According to documents obtained by the Santa Fe New Mexican under an open-records request, the state Department of Game and Fish has captured 68 bears across New Mexico since 2015, and 32 were released in the mountains of Rio Arriba County.
Northern New Mexico ranchers and others have long believed that the area has become a dumping ground for bears captured in other parts of the state, causing the death of livestock and other property damage.
“Of course it’s an issue because bears, they’re predators,” said Carlos Salazar, president of the Northern New Mexico Stockman’s Association. “They’re going to go after sheep. They’re going to go after goats. They’re going to go after calves.”
Dan Williams, a spokesman for the Department of Game and Fish, said there is no evidence that relocated bears are causing abnormal livestock predation in Rio Arriba County.

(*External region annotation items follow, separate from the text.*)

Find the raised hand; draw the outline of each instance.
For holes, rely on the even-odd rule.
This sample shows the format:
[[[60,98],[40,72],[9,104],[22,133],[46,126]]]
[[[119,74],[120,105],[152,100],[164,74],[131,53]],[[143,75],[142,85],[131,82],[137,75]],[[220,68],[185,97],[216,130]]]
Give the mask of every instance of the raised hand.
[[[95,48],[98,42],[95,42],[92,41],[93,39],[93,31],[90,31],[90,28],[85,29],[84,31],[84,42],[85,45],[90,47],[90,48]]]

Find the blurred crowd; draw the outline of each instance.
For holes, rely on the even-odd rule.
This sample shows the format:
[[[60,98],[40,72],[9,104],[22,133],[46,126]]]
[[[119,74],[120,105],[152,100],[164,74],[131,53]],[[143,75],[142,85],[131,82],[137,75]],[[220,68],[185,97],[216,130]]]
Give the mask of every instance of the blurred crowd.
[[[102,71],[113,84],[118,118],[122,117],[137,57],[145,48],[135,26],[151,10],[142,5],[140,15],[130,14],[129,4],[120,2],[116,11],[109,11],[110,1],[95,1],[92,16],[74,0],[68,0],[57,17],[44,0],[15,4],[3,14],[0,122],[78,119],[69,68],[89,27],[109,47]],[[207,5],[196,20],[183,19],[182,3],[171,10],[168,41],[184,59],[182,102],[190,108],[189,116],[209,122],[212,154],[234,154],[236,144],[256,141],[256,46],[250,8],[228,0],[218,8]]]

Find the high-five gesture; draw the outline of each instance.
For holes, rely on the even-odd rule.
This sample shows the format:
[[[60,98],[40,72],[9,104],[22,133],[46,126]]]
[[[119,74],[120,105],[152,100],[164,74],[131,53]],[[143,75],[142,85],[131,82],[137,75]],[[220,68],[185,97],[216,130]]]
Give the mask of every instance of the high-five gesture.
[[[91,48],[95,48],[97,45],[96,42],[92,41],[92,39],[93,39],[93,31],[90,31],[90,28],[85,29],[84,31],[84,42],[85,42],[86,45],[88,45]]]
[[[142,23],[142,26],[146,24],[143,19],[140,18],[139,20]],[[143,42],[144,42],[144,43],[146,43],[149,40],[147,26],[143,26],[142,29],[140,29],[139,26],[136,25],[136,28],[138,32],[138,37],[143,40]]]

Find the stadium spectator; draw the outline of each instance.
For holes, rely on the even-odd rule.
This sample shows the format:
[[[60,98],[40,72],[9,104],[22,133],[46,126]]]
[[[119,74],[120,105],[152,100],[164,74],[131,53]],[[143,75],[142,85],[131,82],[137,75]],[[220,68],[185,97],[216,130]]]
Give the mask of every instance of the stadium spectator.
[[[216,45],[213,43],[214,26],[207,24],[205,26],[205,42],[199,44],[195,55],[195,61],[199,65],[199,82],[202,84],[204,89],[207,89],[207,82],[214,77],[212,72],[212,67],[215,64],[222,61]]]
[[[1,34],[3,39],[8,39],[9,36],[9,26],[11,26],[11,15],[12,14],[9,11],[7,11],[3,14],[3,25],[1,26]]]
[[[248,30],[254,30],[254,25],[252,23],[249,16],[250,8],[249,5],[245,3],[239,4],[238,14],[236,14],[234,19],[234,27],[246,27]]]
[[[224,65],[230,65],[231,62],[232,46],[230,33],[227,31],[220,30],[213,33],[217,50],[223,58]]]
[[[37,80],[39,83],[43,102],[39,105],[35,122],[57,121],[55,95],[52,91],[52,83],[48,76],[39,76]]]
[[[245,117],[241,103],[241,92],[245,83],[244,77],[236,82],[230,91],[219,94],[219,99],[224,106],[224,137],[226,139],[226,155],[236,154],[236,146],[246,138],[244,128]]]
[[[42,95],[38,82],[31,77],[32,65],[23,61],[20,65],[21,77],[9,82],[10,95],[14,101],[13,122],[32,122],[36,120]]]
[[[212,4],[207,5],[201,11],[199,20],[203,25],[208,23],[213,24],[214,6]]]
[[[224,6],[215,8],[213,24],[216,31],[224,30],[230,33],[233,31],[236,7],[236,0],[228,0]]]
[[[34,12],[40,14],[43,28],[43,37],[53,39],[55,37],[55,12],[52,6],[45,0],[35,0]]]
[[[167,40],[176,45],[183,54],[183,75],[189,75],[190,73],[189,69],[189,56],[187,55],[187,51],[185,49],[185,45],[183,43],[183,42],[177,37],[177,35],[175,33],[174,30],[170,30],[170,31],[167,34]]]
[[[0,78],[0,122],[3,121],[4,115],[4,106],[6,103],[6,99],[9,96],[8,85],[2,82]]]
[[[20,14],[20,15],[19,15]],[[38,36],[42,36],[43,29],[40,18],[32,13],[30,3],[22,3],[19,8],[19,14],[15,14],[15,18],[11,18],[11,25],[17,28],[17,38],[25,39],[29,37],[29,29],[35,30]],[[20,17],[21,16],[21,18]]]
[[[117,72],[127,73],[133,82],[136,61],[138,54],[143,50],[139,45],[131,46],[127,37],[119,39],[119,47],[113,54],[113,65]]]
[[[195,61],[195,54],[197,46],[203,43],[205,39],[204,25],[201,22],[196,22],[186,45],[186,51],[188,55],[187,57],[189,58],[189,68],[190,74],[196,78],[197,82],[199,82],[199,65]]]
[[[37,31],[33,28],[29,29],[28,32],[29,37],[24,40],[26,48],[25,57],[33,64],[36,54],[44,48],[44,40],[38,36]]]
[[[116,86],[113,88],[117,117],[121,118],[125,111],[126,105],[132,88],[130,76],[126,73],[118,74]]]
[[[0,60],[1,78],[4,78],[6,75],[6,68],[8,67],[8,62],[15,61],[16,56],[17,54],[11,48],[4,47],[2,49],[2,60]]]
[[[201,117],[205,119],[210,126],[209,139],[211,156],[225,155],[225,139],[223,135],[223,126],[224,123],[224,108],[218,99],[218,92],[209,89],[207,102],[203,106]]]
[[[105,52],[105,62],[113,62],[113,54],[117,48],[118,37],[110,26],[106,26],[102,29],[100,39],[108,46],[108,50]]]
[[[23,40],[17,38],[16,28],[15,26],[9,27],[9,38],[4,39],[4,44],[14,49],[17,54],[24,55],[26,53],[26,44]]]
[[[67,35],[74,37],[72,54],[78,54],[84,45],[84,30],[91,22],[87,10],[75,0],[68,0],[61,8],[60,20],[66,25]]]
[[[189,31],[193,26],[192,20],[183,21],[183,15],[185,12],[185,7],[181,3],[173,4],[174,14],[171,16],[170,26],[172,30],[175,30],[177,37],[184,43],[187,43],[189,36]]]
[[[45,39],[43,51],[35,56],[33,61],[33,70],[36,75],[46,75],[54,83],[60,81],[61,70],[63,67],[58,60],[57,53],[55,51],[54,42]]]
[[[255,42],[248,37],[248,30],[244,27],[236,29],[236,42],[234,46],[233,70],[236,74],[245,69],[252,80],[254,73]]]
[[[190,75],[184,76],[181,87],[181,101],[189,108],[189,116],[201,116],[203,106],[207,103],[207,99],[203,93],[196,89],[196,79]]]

Rio Arriba County provides an ideal habitat for bears, he said. The county stretches from the Colorado border on the north to Espanola on the south and from the Jicarilla Apache Nation on the west to Tres Piedras on the east.
“Rio Arriba County contains a large area of remote forest land that is suitable bear habitat, much of it with low bear densities,” Williams said.
He added that bears “are relocated to areas a good distance from the capture site, areas known to have suitable bear habitat, and areas with bear densities low enough to preclude territorial disputes among bears.”
Rio Arriba County Commissioner Alex Naranjo said the 12 additional bears released in the county when compared with the number captured there over the past three years didn’t seem like a big deal because the area has a lot of forest.
Still, Naranjo questioned why the department captured seven bears in Bernalillo County but released only one back into the wild in that county.
The capture and relocation of bears is increasing. Game and Fish captured 19 bears in 2015, 16 last year and 33 so far this year.
Williams said 2015 and 2016 had high reproduction and survival rates for bears statewide as a result of increased spring moisture and good forage conditions that allowed female bears to raise multiple cubs.